Yuan period Jun bowl
A ceramic bowl is viewed from directly above. The multitoned blue glaze has a crazed and mottled finish, darker near the rim of the bowl, and lighter in the centre. The rim itself is yellow. A off-centre patch of purple and red interrupts the blue finish.
Top view
A ceramic bowl is viewed from one side. The glaze has a crazed and mottled finish, varying from yellow at the rim of the bowl to blue below.
Side view

Jun ware (Chinese: 鈞窯; Wade–Giles: Chün) is a type of Chinese celadon. The use of straw ash in the glaze bestows its unique blue glaze suffused with white. The ware was created near Linru County in the province of Henan at the Jun kilns of Yuzhou City during the Northern Song dynasty (960–1126) to the Jin dynasty (1115–1234) and Yuan dynasty (1271–1368).

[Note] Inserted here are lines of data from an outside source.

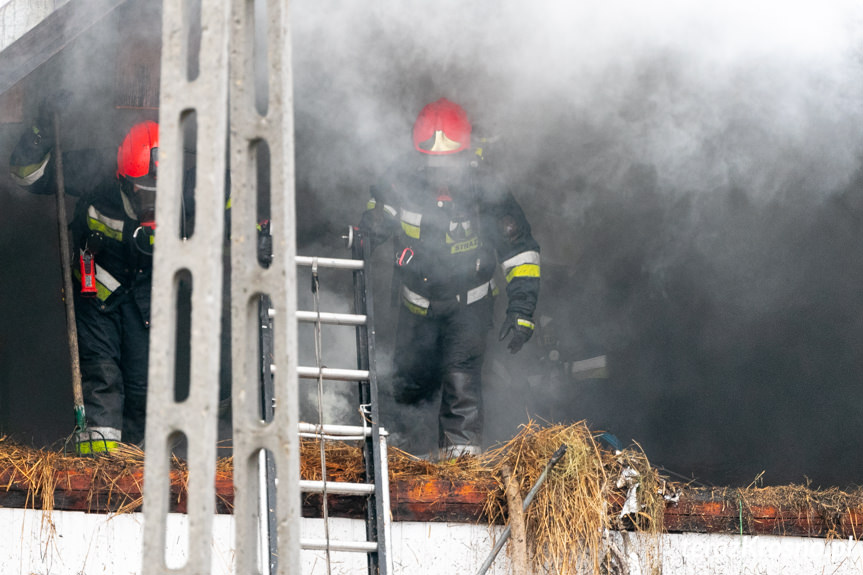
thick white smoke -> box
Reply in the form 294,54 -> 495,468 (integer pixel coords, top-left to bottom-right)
286,0 -> 863,486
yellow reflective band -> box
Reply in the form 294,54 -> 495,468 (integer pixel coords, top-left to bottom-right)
75,439 -> 119,455
506,264 -> 539,283
402,221 -> 420,240
447,236 -> 479,254
87,218 -> 123,242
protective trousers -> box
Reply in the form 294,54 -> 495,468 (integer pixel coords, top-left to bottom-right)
393,297 -> 493,451
75,296 -> 150,444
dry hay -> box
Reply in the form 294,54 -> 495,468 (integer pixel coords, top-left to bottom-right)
8,422 -> 863,574
308,422 -> 672,575
483,422 -> 668,574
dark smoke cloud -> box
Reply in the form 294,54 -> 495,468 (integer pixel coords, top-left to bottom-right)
286,2 -> 863,483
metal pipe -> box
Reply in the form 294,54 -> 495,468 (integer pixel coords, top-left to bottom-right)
54,112 -> 87,431
297,423 -> 389,437
476,443 -> 566,575
300,479 -> 375,495
297,365 -> 369,381
295,256 -> 365,270
297,311 -> 366,326
300,539 -> 378,553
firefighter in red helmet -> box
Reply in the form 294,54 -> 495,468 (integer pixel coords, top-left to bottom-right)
360,98 -> 540,458
10,114 -> 167,453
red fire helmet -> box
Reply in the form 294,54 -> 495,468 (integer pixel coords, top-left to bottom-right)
413,98 -> 471,155
117,121 -> 159,178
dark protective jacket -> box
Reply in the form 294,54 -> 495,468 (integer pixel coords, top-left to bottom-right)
363,155 -> 540,319
10,138 -> 153,322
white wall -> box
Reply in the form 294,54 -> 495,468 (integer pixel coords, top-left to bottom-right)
5,509 -> 863,575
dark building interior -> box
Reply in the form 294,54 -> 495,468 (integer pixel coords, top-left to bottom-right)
0,0 -> 863,486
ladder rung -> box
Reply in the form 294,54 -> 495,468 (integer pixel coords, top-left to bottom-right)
297,311 -> 366,325
300,539 -> 378,553
300,479 -> 375,495
296,256 -> 363,270
297,365 -> 369,381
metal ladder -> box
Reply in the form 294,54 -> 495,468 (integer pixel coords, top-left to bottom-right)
260,228 -> 392,575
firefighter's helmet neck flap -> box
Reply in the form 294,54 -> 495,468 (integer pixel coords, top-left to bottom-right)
117,121 -> 159,228
413,98 -> 472,196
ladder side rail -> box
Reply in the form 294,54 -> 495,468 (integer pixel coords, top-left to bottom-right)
351,230 -> 390,575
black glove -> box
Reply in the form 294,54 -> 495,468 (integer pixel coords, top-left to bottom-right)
499,311 -> 534,353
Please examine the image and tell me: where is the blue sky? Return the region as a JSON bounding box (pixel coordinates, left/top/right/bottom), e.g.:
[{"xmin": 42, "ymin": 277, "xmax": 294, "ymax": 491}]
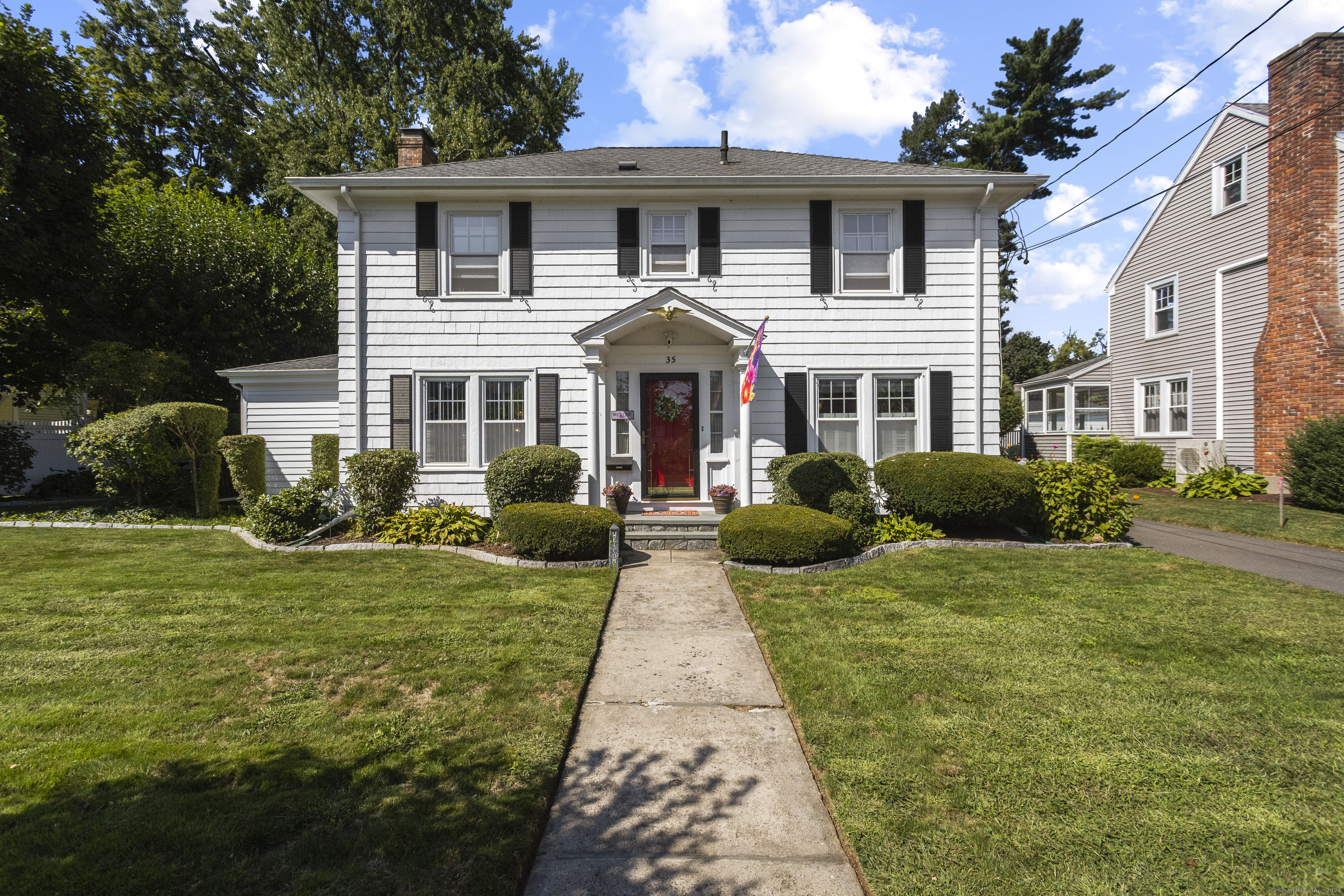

The Chinese character for Jun became incorporated in local place names only as late as 1368. There is no mention of the kilns of Jun ware in written sources from the Song to Yuan dynasties. A black ware with spots was produced at the Xiaobai Valley in the Tang dynasty and can be considered the precursor of Jun ware. Jun celadon closely resembles Jun official celadon with its multiple layers of blue glaze. The kiln sites of both wares were geographically near one another as well. The Jun glaze included blue-gray, sky-blue, moon-white, red and purple, the most prized have crimson or purple splashes. Varying the temperature of the kilns changed color tints, a technique known as yaobian. The foot of the later period ware is usually unglazed and brown; the rim of bowls can also be brown or greenish where the glaze is thinner. Song period examples display a careful finishing with glaze inside the foot. Naturally Song shapes are crisp and thinner than later Jin and Yuan examples. There is a great variety of shapes such as bowls, dishes and flowerpots. Narcissus bowls were often numbered and whose refinement suggests a connection with Jun official ware. Other extant examples of Jun ware display inscriptions on their bases that resemble other palace wares of the period. The numbers from one to ten are perhaps indications of size. The ware experiences a fall in quality into the Jin period. Later, in the Yuan dynasty, Jun ware production spread to other kiln sites in Henan, Hebei and Shanxi provinces, although Yuzhou City was the prime area for Jun ware production. Investigations of Jun ware kiln sites began in 1951 under Chen Wanli of the Palace Museum. A hundred kiln sites were subsequently discovered. A major report appeared in the journal Historical Relic in 1964.